Hidetoshi Nishijima looks to his right while wearing a white collared shirt in Creepy. The background is filled with green trees.

Image: Shochiku

Between Pulse and Cure, Kiyoshi Kurosawa has directed two of the most celebrated horror movies of the past 30 years. But one of his more recent efforts is just as unsettling, if not more so, earning its unnerving title and deserving your time.

A criminal psychologist (Hidetoshi Nishijima, the lead in Drive My Car) gets pulled into a cold case from his former career as a detective. As the mystifying case absorbs him more and more, odd events start happening in his neighborhood. What exactly happens is best left unsaid, but it’s a masterful work by one of our greatest living directors.

The blocking in this domestic horror drama is sensational, with Kurosawa framing characters with extreme precision, often in front of symmetrical windows or uncomfortably close to each other (after you watch the movie, check out this MUBI video essay on proximity in the movie). This precision plays up the (titular) atmosphere of the movie to a discomforting degree, and also leaves you with the impression you’ve just watched a work by someone in complete control of his visual powers. —PV

Creepy is available to watch for free with ads on Tubi, The Roku Channel, and Pluto TV, for free with a library card on Kanopy, or for digital rental or purchase via Amazon and Apple.


Oct. 30 — My house walk-through

A skeletal body lies on a dirty futon in My house walk-through. The body is wearing a pink dress. The bottom half is face down, while the upper half is sideways.

Image: PiroPito

If you’ve ever fallen down a YouTube rabbit hole of algorithmically curated house tours and home improvement videos, this short film ought to scare the daylights out of you. Uploaded to YouTube on Oct, 16, 2016, the description for My house walk-through reads as follows: “This is not horror video [sic]. This video was created simply by filming inside my house.” At the risk of overstating the obvious, a single viewing of the film itself will attest otherwise.

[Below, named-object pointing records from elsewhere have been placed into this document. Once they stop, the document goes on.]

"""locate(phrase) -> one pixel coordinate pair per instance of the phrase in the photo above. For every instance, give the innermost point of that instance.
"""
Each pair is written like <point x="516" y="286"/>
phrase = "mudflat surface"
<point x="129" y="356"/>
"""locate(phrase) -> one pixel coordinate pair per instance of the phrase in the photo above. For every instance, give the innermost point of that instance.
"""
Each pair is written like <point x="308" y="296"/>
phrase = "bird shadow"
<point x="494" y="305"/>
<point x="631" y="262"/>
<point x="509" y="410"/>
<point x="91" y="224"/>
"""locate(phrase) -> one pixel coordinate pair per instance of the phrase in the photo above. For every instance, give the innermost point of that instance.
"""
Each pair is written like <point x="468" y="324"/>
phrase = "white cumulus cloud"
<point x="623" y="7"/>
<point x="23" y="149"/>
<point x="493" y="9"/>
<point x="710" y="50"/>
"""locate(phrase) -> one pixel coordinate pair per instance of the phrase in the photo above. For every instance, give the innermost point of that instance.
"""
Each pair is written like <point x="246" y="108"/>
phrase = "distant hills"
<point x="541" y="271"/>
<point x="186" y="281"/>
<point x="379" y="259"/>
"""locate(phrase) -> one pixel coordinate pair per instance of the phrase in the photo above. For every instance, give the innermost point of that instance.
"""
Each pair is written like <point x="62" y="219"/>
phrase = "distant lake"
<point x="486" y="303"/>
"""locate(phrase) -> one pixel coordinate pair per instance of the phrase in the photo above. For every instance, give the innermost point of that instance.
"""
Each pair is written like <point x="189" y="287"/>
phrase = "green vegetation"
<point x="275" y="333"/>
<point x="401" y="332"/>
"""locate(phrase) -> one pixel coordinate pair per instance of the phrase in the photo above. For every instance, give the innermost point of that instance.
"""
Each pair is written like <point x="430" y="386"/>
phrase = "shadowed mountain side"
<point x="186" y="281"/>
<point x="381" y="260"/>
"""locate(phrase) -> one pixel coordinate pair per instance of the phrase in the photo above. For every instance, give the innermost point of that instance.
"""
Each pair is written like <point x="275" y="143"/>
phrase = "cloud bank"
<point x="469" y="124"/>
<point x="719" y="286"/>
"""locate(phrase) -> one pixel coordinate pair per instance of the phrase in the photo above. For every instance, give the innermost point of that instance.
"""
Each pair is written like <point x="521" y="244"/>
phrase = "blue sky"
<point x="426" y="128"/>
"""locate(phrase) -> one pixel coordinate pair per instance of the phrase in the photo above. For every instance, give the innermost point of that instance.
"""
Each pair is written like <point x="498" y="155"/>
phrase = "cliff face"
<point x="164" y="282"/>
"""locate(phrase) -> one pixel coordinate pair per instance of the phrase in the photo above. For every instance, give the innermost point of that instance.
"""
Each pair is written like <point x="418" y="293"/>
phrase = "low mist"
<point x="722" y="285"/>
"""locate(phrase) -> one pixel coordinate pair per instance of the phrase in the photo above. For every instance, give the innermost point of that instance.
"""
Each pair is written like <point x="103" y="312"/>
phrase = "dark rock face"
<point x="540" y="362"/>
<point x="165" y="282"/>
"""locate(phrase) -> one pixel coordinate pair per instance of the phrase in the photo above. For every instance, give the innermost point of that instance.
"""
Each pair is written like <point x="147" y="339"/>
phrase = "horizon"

Directed by the Japanese visual artist, animator, and experimental filmmaker PiroPito, the 12-minute short follows an unseen protagonist as they film a video inside their home during what they claim to be a typhoon. A recursive nightmare of impossible architecture, grotesque DeepDream-like surfaces, and purgatorial dread, My house walk-through is like if Hideo Kojima’s 2014 horror game P.T. were to channel the uncanny “everything is fine” artifice of lifestyle vlogging to nauseating effect. The horrors are unending, but hey — it’s free real estate! —TE

My house walk-through is available to stream on YouTube.